Dans le système solaire interne où se sont formées la Terre et les planètes telluriques, l’eau se trouvait essentiellement sous forme gazeuse, à cause de la proximité du Soleil. L’essentiel de l’eau qui s’y trouve aujourd’hui, en particulier sur Terre, a été apporté par des objets formés à plus grandes distances, où la température permettait à la glace d’être stable. C’est en ce sens qu’on peut dire que l’eau nous est venue d’objets similaires aux comètes actuelles. Que cette eau, liquide sous la forme d’océans, ait constitué sur Terre un facteur favorisant l’émergence de formes moléculaires complexes, jusqu’au vivant, est très probable.

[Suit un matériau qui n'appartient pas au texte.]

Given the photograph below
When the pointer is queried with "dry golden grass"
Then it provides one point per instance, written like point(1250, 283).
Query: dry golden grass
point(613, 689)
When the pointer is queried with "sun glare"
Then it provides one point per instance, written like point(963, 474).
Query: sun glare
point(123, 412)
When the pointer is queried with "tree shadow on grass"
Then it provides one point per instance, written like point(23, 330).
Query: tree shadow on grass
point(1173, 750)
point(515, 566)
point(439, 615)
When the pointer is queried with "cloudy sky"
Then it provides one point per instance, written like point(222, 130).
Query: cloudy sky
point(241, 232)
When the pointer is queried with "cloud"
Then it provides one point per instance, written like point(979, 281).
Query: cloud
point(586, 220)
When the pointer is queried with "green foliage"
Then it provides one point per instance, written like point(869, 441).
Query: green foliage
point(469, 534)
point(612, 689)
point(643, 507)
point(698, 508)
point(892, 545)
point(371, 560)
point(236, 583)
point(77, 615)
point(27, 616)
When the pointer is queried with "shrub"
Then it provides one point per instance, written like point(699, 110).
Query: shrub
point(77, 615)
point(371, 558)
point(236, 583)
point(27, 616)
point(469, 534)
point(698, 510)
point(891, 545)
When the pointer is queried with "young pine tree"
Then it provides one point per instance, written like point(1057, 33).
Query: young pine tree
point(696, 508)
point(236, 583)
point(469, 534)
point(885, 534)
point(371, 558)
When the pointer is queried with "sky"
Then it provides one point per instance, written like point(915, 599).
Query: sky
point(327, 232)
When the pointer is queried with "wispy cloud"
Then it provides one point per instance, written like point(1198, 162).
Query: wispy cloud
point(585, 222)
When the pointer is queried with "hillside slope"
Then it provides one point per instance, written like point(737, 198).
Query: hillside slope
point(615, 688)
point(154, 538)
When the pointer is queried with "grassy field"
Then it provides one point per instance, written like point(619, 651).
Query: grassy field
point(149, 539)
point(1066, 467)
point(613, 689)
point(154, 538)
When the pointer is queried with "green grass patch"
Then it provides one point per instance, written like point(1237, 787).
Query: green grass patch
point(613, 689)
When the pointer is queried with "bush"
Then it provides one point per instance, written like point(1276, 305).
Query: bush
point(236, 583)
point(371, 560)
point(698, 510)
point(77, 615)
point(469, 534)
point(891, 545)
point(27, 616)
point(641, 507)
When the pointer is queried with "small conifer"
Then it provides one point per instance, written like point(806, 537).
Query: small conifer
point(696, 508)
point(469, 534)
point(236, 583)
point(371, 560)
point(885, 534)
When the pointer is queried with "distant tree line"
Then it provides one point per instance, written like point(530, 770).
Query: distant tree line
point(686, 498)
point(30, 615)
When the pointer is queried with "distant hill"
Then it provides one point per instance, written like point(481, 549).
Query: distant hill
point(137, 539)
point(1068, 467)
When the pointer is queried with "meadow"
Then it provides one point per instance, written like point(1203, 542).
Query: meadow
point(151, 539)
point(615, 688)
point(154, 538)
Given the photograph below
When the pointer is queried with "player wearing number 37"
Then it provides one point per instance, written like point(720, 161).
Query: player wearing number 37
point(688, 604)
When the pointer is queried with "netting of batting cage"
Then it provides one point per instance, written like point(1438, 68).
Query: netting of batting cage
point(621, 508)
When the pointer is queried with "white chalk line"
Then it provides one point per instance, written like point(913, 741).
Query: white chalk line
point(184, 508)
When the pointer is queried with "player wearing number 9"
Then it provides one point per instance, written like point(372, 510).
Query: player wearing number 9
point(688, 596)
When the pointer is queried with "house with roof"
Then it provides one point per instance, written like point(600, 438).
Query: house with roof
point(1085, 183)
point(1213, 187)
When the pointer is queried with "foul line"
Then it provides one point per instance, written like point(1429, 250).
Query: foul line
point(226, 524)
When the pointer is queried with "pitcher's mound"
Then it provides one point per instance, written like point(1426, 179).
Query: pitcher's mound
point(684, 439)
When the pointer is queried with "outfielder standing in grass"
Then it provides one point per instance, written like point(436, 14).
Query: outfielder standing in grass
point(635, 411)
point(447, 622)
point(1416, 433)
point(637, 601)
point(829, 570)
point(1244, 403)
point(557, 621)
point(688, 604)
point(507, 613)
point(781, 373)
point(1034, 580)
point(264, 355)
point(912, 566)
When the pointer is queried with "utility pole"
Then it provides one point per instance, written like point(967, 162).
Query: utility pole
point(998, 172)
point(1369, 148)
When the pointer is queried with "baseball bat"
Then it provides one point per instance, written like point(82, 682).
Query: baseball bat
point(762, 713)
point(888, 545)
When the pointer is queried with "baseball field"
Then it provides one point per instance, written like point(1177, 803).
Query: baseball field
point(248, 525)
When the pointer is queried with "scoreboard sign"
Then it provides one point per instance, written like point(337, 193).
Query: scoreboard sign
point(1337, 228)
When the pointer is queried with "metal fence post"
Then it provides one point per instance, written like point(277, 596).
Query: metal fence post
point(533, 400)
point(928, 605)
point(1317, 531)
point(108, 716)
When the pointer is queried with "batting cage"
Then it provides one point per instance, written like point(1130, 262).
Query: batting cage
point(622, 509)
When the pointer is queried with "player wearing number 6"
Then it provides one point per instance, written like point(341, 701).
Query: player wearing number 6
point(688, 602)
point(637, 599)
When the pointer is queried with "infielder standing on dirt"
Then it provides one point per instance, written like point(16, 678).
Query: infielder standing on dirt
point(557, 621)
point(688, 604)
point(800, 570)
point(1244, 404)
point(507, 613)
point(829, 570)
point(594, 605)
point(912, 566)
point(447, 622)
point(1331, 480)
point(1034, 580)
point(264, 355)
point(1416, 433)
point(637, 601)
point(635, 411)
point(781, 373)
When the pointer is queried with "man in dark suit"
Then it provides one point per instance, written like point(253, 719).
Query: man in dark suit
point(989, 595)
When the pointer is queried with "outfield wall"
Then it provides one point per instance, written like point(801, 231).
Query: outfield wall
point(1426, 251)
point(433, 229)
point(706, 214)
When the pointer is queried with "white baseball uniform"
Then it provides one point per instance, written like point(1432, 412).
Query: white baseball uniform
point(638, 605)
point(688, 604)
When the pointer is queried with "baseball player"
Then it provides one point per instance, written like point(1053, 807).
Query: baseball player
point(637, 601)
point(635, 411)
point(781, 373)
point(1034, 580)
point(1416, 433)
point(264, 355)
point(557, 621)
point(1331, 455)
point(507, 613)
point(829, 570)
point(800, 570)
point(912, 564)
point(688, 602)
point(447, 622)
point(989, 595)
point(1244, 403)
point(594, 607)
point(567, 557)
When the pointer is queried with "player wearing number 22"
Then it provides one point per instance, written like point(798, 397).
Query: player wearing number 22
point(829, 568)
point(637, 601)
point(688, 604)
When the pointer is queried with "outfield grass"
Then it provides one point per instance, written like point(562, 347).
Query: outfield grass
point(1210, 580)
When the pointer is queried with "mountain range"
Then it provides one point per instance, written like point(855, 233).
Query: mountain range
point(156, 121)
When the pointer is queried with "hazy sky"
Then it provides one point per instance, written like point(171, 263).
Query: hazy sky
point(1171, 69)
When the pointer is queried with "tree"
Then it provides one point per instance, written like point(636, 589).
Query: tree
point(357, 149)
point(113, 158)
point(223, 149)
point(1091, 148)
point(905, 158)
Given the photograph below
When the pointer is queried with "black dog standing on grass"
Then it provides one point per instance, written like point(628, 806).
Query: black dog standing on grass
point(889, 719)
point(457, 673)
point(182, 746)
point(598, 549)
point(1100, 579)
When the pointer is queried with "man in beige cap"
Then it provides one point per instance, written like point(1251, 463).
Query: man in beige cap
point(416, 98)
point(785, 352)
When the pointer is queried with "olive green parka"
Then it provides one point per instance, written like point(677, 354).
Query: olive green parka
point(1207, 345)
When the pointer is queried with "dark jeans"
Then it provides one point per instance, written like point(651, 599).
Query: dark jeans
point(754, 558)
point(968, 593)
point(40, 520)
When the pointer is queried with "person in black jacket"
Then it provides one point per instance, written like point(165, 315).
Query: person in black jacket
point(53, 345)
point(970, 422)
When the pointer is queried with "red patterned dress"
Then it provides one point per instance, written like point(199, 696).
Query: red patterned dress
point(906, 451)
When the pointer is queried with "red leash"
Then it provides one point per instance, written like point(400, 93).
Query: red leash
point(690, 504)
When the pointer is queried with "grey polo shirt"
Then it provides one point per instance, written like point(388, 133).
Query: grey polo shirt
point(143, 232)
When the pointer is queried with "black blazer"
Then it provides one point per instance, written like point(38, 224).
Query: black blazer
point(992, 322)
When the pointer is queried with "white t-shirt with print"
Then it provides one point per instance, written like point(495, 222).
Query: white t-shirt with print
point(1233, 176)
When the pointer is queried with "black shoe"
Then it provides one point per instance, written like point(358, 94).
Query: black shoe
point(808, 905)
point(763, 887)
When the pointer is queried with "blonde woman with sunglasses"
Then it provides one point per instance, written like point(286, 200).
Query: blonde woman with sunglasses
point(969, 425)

L’eau constitue un filtre très efficace contre le rayonnement UV létal du Soleil, que l’atmosphère primordiale de la Terre ne filtrait vraisemblablement pas assez. C’est l’activité vivante elle-même, proche de la surface des océans, qui, en libérant de l’oxygène moléculaire à partir de la synthèse de macromolécules à partir de CO2, a, en près de deux milliards d’années, fabriqué un filtre atmosphérique permettant à la vie de s’extraire de l’eau pour envahir les continents.

Un second rôle important de l’eau pour le vivant est d’avoir permis, dans les conditions particulières de la Terre qui entretiennent un cycle stable évaporation-pluie, l’apport dans les océans par le lessivage des continents d’autres ingrédients clés pour la vie, tels que des cations métalliques, des catalyseurs métaboliques, et des ions tels que des phosphates.

Sans constituer nécessairement un ingrédient « indispensable », l’eau constitue donc, très certainement, un ingrédient très favorable à l’évolution chimique vers une biochimie. Le fait qu’elle ait été apportée par des objets de type cométaire ajoute un intérêt supplémentaire de taille. Elle était accompagnée de complexes moléculaires qui ont pu s’avérer déterminants — c’est en tout cas l’une des questions posées à la mission Rosetta

Philae est une mission gros risque-gros gain… un pronostic ?

L’évaluation du risque est strictement impossible. Aux risques technologiques inhérents à toute mission spatiale, minimisés autant que faire se peut, s’ajoutent des risques… inconnus. Tenter un pronostic n’a pas grand sens. Nous aurons la réponse dans quelques heures.